Zazie singles chronology
| "Cyber" (1999) | "À ma place" (2001) | "Rue de la Paix" (2001) |

= À ma place =

"À ma place" is a 2001 pop song recorded as a duet by French singers Zazie and Axel Bauer. It was the second single off Bauer's album Personne n'est parfait and was released on 7 May 2001. It became a smash hit in France and Belgium (Wallonia) where it reached the top five.

==Song information==
The song was written and composed by both singers. It deals with the difficulties that can be met by a couple to understand each other. According to Elia Habib, the story of the song "[oscillates] between passion and insanity". The music video and the cover single are very refined and the song looks like a "dramatic script meticulously directed".

The music video was directed by Didier Le Pêcheur who had previously directed five music videos for Zazie at the time.

"À ma place" was not included on Zazie's studio album, but only on Bauer's Personne n'est parfait on which it appears in an extended version, then on Bauer's best of La Désintégrale. In 2003, the live version performed during Zazie's tour was added on her live album Ze live!! and in the collector edition of La Désintégrale. The song, as well as the music video (on the DVD), were also available on Zazie's 2008 greatest hits Zest of.

==Chart performance and awards==
In France, the single debuted at No. 33 on 12 May 2001, then climbed directly to the top ten and remained in it for 17 weeks, including a peak at number four for two consecutive weeks. It totalled 30 weeks in the top 50 and 32 weeks in the top 100 and earned a Gold disc. In Belgium (Wallonia), it debuted at No. 32 on 4 August 2001 and reached number one four weeks later. It remained for 12 weeks in the top ten and 25 weeks in the Ultratop 50. To date, "À ma place" is the most successful single of both singers in terms of chart positions.

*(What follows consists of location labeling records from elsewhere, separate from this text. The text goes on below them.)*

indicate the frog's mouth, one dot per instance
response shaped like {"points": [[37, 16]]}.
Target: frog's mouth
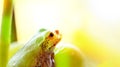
{"points": [[55, 38]]}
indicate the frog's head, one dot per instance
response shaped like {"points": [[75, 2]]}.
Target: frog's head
{"points": [[52, 38]]}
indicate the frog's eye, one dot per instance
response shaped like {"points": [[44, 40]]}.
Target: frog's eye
{"points": [[51, 34]]}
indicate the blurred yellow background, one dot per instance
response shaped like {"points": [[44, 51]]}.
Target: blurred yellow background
{"points": [[92, 25]]}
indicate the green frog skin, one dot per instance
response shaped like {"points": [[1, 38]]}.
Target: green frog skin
{"points": [[38, 51]]}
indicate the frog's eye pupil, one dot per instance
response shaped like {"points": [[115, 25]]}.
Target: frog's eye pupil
{"points": [[51, 34]]}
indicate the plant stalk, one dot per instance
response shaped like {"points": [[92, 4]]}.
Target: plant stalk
{"points": [[5, 32]]}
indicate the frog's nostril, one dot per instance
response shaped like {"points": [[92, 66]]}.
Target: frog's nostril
{"points": [[57, 31], [51, 34]]}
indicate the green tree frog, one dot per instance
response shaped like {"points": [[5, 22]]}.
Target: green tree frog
{"points": [[38, 51]]}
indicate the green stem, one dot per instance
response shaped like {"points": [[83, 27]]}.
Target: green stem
{"points": [[5, 32]]}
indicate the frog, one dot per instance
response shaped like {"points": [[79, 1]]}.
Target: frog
{"points": [[38, 51]]}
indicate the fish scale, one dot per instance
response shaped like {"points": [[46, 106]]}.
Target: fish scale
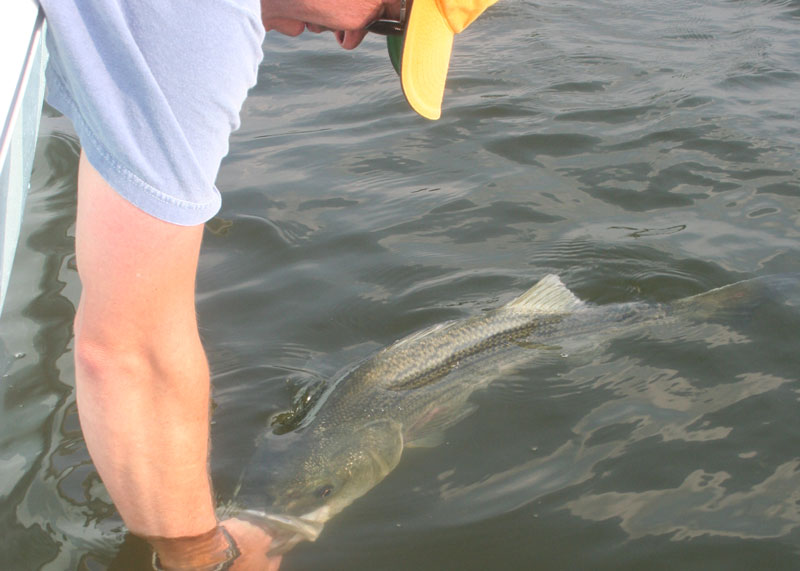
{"points": [[411, 391]]}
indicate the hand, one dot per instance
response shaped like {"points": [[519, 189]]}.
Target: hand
{"points": [[253, 543]]}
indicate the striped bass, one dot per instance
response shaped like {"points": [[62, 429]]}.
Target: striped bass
{"points": [[408, 393]]}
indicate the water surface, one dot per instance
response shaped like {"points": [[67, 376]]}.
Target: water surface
{"points": [[642, 151]]}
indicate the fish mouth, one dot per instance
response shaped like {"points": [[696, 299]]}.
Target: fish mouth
{"points": [[287, 530]]}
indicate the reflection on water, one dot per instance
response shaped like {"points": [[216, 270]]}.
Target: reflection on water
{"points": [[641, 151]]}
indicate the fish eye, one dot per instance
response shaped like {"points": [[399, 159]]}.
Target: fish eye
{"points": [[324, 491]]}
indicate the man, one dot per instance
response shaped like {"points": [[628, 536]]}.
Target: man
{"points": [[154, 89]]}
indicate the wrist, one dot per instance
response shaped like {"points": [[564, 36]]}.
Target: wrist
{"points": [[214, 550]]}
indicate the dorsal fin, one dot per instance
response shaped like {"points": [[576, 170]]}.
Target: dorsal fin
{"points": [[549, 295]]}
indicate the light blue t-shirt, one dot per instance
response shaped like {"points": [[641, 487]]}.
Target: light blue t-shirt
{"points": [[154, 89]]}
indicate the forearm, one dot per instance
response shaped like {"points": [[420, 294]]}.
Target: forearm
{"points": [[145, 417]]}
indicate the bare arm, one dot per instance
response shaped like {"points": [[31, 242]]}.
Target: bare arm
{"points": [[142, 378]]}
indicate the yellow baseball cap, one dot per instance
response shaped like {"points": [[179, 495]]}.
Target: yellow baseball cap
{"points": [[424, 55]]}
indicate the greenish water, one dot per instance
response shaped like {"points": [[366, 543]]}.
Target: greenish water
{"points": [[642, 151]]}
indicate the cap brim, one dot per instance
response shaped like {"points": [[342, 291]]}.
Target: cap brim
{"points": [[427, 44]]}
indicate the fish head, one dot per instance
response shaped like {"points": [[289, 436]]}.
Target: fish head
{"points": [[322, 472]]}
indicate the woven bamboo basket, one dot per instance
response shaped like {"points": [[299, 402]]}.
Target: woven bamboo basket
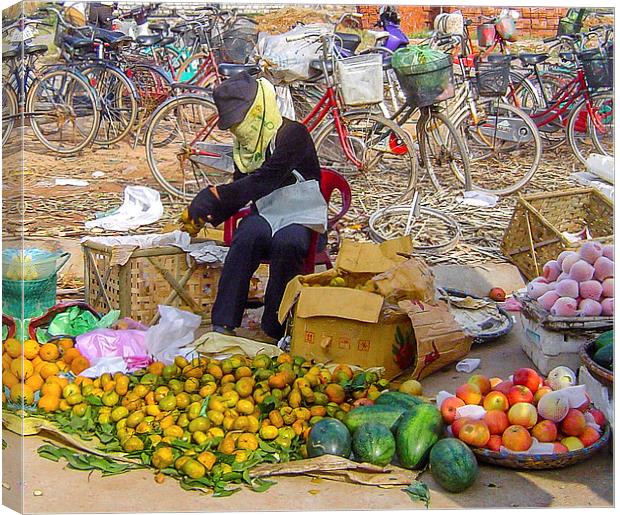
{"points": [[542, 461], [535, 234], [136, 282], [606, 376]]}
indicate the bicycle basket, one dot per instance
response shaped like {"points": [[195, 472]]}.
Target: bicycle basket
{"points": [[493, 77], [598, 68], [361, 79], [427, 84]]}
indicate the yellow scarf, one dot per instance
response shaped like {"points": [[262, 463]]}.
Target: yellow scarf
{"points": [[255, 132]]}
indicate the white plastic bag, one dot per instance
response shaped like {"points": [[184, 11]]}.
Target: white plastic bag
{"points": [[170, 337]]}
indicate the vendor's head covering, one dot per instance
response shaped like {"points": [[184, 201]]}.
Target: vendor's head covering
{"points": [[233, 99], [255, 125]]}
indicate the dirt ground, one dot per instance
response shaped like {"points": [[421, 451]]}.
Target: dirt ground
{"points": [[588, 484]]}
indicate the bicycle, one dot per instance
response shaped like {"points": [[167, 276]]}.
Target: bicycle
{"points": [[58, 101]]}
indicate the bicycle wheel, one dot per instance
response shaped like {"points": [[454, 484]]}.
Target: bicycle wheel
{"points": [[503, 144], [63, 110], [431, 231], [174, 137], [587, 135], [386, 172], [10, 109], [118, 101], [442, 149]]}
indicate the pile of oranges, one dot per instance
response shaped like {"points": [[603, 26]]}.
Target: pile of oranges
{"points": [[31, 367]]}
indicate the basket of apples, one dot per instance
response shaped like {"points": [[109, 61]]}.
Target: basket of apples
{"points": [[526, 421]]}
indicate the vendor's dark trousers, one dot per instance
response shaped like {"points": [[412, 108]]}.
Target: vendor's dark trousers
{"points": [[252, 244]]}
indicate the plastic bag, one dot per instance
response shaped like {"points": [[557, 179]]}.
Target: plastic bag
{"points": [[172, 334]]}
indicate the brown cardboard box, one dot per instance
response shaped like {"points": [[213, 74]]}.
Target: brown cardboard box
{"points": [[345, 325]]}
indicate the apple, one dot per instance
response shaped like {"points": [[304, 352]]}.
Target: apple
{"points": [[572, 443], [469, 393], [573, 423], [475, 433], [448, 408], [496, 401], [545, 431], [494, 443], [519, 393], [589, 436], [496, 421], [482, 382], [523, 414], [516, 438], [503, 387]]}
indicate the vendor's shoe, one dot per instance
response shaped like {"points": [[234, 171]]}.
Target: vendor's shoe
{"points": [[224, 329]]}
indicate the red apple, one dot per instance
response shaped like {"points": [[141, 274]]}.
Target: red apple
{"points": [[496, 401], [494, 443], [589, 436], [448, 408], [517, 438], [545, 431], [523, 414], [469, 393], [541, 392], [559, 448], [475, 433], [503, 387], [527, 377], [599, 416], [573, 423], [482, 382], [496, 421], [519, 393]]}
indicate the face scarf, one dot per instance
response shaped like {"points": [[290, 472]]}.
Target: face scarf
{"points": [[255, 132]]}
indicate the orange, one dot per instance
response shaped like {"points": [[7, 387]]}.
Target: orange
{"points": [[51, 389], [49, 403], [12, 347], [22, 368], [49, 352], [49, 369], [35, 382], [70, 354], [79, 364], [31, 349]]}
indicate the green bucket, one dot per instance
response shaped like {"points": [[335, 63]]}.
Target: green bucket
{"points": [[38, 296]]}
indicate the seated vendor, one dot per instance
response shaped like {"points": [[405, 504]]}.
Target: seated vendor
{"points": [[267, 150]]}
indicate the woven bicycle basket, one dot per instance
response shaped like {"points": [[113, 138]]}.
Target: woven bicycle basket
{"points": [[542, 461], [538, 230]]}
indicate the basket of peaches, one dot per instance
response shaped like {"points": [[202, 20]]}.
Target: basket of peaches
{"points": [[526, 421]]}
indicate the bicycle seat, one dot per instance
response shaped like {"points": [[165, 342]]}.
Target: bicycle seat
{"points": [[532, 59], [148, 40], [347, 41], [317, 64], [159, 27], [229, 69]]}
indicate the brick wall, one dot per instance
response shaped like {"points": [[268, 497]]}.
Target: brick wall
{"points": [[534, 22]]}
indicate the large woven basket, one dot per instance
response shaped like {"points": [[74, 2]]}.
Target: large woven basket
{"points": [[542, 461], [535, 234], [607, 376]]}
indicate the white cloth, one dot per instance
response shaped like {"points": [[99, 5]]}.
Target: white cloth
{"points": [[141, 206]]}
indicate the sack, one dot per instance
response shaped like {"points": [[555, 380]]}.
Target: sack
{"points": [[300, 203], [286, 57]]}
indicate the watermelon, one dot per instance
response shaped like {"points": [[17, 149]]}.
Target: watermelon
{"points": [[386, 415], [373, 443], [453, 465], [418, 430], [398, 399], [329, 436]]}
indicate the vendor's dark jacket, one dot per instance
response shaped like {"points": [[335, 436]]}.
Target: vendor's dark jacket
{"points": [[294, 150]]}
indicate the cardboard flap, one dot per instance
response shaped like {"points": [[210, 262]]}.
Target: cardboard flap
{"points": [[362, 257], [341, 303]]}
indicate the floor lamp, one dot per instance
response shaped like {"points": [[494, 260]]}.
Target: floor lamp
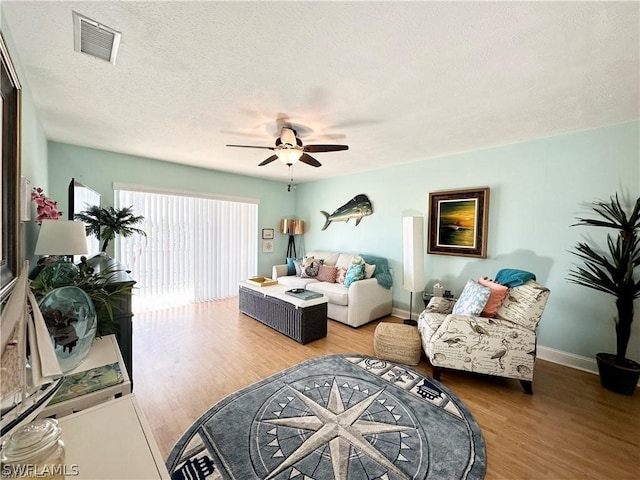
{"points": [[412, 259], [291, 227]]}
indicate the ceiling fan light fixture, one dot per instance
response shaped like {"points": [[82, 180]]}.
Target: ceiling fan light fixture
{"points": [[288, 156]]}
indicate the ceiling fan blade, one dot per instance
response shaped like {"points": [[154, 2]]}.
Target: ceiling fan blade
{"points": [[324, 148], [268, 160], [309, 160], [251, 146]]}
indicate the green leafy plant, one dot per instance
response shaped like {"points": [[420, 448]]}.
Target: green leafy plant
{"points": [[100, 288], [613, 271], [106, 223]]}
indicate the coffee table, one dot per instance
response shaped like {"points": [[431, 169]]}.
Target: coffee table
{"points": [[302, 320]]}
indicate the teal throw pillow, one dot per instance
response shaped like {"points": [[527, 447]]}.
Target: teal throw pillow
{"points": [[472, 300], [355, 273], [291, 268]]}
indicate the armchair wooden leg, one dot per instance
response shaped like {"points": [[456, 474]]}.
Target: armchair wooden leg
{"points": [[527, 385]]}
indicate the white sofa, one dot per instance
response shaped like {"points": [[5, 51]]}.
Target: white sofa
{"points": [[362, 302]]}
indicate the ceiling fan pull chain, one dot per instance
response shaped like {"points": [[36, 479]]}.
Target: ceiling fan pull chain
{"points": [[290, 177]]}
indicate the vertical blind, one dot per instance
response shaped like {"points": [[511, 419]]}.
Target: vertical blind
{"points": [[196, 249]]}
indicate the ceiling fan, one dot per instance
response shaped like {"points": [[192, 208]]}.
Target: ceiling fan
{"points": [[289, 149]]}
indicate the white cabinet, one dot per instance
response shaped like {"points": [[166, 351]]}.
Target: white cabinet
{"points": [[104, 351], [112, 441]]}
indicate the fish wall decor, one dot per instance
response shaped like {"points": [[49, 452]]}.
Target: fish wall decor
{"points": [[358, 207]]}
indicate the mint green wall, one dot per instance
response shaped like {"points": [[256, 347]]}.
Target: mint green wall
{"points": [[99, 170], [537, 189], [33, 152]]}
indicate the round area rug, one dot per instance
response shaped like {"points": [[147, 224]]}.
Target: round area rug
{"points": [[335, 417]]}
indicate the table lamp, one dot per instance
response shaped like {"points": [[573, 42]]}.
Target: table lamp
{"points": [[291, 227], [61, 237]]}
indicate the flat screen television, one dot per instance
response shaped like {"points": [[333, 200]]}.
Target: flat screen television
{"points": [[82, 197]]}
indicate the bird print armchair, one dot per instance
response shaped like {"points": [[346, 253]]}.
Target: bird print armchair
{"points": [[491, 329]]}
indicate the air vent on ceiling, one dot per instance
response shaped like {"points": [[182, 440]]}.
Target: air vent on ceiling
{"points": [[95, 39]]}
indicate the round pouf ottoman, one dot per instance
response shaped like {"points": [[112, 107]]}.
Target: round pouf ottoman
{"points": [[397, 342]]}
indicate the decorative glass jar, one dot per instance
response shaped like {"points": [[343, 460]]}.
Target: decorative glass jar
{"points": [[34, 451], [71, 320]]}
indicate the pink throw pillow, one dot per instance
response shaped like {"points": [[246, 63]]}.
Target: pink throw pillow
{"points": [[327, 274], [341, 275], [498, 292]]}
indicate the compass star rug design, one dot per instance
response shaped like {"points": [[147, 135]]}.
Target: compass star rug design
{"points": [[334, 417]]}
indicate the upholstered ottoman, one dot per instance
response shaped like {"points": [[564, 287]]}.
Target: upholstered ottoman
{"points": [[397, 342]]}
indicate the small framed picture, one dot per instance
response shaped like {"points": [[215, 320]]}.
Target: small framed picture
{"points": [[458, 221]]}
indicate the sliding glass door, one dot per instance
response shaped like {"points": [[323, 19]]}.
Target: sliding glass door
{"points": [[197, 248]]}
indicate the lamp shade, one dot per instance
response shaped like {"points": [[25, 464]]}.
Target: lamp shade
{"points": [[292, 226], [61, 237], [412, 253]]}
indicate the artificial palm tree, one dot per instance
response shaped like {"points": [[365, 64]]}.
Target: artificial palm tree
{"points": [[106, 223], [613, 271]]}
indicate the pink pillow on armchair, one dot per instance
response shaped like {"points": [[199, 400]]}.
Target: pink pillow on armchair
{"points": [[498, 292]]}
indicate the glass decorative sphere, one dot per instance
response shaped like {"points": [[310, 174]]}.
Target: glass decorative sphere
{"points": [[71, 320]]}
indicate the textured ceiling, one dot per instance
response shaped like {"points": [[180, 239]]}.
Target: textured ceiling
{"points": [[397, 82]]}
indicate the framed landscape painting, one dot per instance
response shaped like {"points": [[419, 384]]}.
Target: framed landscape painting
{"points": [[458, 222]]}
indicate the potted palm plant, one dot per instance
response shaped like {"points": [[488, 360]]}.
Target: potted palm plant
{"points": [[106, 223], [614, 272]]}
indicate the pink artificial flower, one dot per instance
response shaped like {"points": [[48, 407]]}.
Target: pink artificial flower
{"points": [[46, 208]]}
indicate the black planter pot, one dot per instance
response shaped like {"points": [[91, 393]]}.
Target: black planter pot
{"points": [[618, 378]]}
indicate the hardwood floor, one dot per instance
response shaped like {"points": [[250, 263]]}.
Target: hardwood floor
{"points": [[188, 358]]}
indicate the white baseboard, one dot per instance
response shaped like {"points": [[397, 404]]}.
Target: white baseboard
{"points": [[567, 359], [549, 354]]}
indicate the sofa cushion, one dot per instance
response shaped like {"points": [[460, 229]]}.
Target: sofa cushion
{"points": [[369, 270], [296, 282], [524, 304], [355, 273], [498, 292], [335, 293], [472, 300], [310, 268], [341, 275], [440, 305], [344, 260], [327, 273]]}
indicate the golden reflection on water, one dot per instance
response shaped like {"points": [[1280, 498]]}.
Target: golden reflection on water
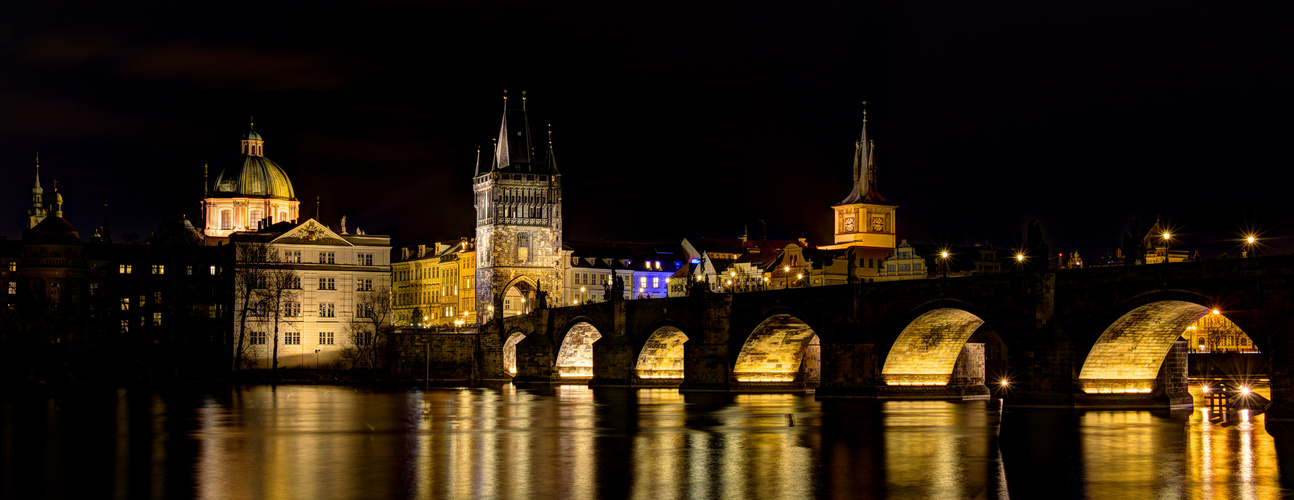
{"points": [[572, 442], [1201, 454]]}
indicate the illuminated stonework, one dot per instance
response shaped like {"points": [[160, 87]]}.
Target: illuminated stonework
{"points": [[575, 358], [1127, 356], [663, 355], [774, 351], [510, 352], [928, 349]]}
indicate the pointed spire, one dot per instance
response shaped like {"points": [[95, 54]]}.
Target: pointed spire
{"points": [[551, 159], [865, 175], [478, 171]]}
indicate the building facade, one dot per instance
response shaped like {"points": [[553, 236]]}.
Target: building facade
{"points": [[335, 289], [518, 200]]}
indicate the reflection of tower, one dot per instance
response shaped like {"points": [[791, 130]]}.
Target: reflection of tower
{"points": [[38, 206], [518, 200]]}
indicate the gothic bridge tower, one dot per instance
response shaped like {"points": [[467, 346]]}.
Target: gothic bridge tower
{"points": [[518, 198]]}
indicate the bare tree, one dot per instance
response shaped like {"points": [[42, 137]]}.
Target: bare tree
{"points": [[267, 289], [249, 275], [369, 329]]}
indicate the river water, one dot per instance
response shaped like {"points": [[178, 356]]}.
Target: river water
{"points": [[571, 442]]}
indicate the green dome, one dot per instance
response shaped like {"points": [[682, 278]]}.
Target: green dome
{"points": [[255, 178]]}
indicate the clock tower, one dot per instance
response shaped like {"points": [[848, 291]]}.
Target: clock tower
{"points": [[865, 219]]}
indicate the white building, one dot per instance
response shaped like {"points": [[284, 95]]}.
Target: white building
{"points": [[342, 281]]}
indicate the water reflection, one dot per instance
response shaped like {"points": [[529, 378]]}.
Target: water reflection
{"points": [[572, 442]]}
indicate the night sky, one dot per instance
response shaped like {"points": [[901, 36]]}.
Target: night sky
{"points": [[669, 119]]}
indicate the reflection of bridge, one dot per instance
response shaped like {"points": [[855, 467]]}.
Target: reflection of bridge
{"points": [[1100, 337]]}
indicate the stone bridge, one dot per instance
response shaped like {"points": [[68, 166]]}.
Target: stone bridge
{"points": [[1095, 337]]}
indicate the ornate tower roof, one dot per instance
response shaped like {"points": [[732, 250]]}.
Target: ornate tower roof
{"points": [[252, 175], [865, 171], [513, 148]]}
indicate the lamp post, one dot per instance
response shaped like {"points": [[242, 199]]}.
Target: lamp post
{"points": [[1167, 240]]}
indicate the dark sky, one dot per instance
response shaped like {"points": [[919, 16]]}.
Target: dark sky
{"points": [[669, 119]]}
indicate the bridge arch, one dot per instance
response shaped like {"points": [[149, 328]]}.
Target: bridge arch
{"points": [[1131, 350], [510, 351], [519, 295], [575, 355], [937, 347], [660, 358], [782, 349]]}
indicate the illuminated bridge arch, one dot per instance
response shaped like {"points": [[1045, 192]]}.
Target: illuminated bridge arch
{"points": [[661, 358], [510, 351], [1130, 352], [575, 358], [927, 351], [777, 351]]}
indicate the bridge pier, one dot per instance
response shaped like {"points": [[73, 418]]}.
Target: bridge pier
{"points": [[614, 362]]}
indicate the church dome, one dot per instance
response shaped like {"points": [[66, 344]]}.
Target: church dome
{"points": [[252, 175], [255, 178]]}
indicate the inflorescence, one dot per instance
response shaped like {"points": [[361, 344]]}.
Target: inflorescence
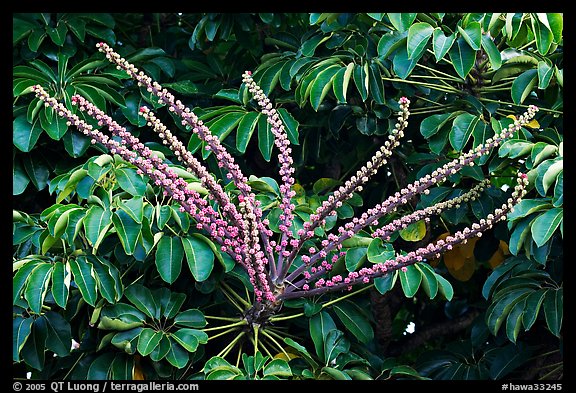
{"points": [[236, 222]]}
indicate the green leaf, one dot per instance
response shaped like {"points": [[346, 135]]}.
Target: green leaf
{"points": [[121, 316], [355, 321], [265, 137], [192, 318], [432, 124], [148, 340], [83, 274], [533, 304], [177, 356], [59, 338], [418, 36], [441, 43], [277, 367], [37, 286], [24, 134], [462, 129], [245, 130], [544, 226], [320, 324], [545, 72], [528, 206], [378, 252], [142, 298], [543, 35], [127, 229], [96, 223], [410, 280], [401, 21], [553, 310], [462, 57], [21, 329], [385, 283], [429, 280], [403, 65], [492, 51], [61, 277], [355, 257], [33, 351], [472, 34], [391, 41], [361, 80], [169, 256], [414, 232], [322, 85], [187, 338], [445, 287], [199, 256], [523, 85], [130, 181]]}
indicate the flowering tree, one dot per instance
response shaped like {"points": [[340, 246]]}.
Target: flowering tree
{"points": [[281, 260]]}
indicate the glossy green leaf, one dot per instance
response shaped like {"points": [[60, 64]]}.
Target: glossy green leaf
{"points": [[445, 287], [121, 316], [169, 256], [410, 280], [148, 340], [59, 337], [21, 278], [61, 277], [320, 324], [265, 138], [199, 256], [21, 329], [322, 85], [380, 252], [354, 320], [498, 311], [544, 37], [277, 367], [391, 41], [142, 298], [192, 318], [33, 351], [37, 286], [441, 43], [360, 77], [429, 280], [127, 229], [544, 226], [554, 310], [533, 304], [385, 283], [96, 224], [130, 181], [187, 339], [462, 57], [414, 232], [355, 257], [24, 134], [177, 356], [403, 65], [418, 36], [472, 34], [83, 274], [492, 51], [523, 85], [401, 21], [245, 130]]}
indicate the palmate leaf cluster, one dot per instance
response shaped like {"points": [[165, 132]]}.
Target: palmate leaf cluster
{"points": [[116, 282]]}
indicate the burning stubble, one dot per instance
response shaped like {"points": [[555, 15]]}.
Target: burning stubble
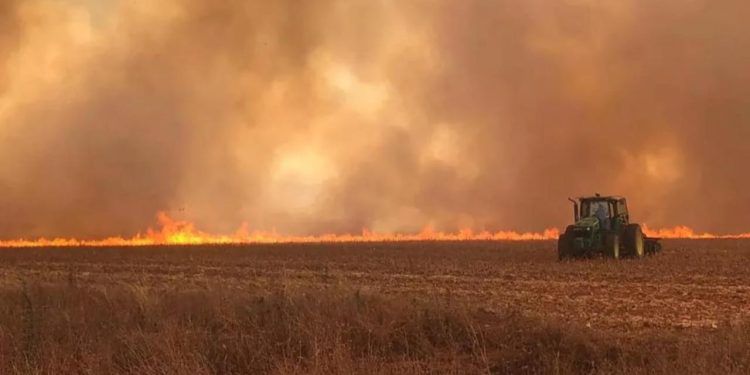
{"points": [[334, 116]]}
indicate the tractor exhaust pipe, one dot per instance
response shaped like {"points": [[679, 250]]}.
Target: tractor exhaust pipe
{"points": [[576, 213]]}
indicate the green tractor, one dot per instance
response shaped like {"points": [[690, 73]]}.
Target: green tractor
{"points": [[602, 227]]}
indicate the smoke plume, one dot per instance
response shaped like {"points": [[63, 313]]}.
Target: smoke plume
{"points": [[339, 115]]}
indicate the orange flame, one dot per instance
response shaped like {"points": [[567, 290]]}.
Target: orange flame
{"points": [[176, 232], [688, 233]]}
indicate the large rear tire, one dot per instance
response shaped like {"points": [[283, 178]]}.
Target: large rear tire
{"points": [[612, 246], [634, 241]]}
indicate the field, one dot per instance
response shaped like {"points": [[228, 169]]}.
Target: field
{"points": [[412, 307]]}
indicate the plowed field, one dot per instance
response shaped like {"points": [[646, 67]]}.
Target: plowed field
{"points": [[696, 283]]}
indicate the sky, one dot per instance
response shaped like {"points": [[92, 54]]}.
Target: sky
{"points": [[337, 115]]}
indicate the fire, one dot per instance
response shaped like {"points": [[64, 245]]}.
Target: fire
{"points": [[177, 232], [689, 233]]}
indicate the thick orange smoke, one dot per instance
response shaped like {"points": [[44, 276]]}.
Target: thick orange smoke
{"points": [[330, 116]]}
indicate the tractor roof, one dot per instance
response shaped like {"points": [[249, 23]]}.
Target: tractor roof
{"points": [[602, 198]]}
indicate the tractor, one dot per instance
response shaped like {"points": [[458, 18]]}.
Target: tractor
{"points": [[602, 227]]}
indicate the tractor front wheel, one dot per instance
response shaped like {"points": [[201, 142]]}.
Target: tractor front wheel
{"points": [[612, 246]]}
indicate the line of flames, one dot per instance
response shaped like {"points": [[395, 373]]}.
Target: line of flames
{"points": [[176, 232]]}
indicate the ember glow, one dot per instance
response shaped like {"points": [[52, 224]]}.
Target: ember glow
{"points": [[683, 232], [175, 232], [331, 116]]}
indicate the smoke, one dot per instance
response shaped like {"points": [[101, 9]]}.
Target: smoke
{"points": [[334, 115]]}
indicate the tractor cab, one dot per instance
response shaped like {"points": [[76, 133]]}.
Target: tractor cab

The song was awarded 'Francophone song of the year' at the 2002 NRJ Music Awards and was thus included on the compilation NRJ Music Awards 2002.

==Track listings==
- CD single

- Digital download (since 2005)

| No. | Title | Length |
|---|---|---|
| 1. | "À ma place" | 4:30 |
| 2. | "Tu seras bien" (by Axel Bauer) | 3:55 |

| No. | Title | Length |
|---|---|---|
| 1. | "À ma place" (album version) | 5:28 |
| 2. | "À ma place" (2003 live) | 4:48 |
| 3. | "À ma place" (Zest of version) | 5:49 |

==Charts==

===Weekly charts===

Weekly chart performance for "À ma place"
| Chart (2001) | Peak position |
|---|---|
| Belgium (Wallonia Ultratop 40) | 1 |
| France (SNEP) | 4 |

===Year-end charts===

Year-end chart performance for "À ma place"
| Chart (2001) | Position |
|---|---|
| Belgium (Wallonia Ultratop 40) | 12 |
| Europe (Eurochart Hot 100) | 68 |
| France (SNEP) | 13 |

==Certifications and sales==

| Region | Certification | Certified units/sales |
| France (SNEP) | Gold | 250,000^{*} |
^{*} Sales figures based on certification alone.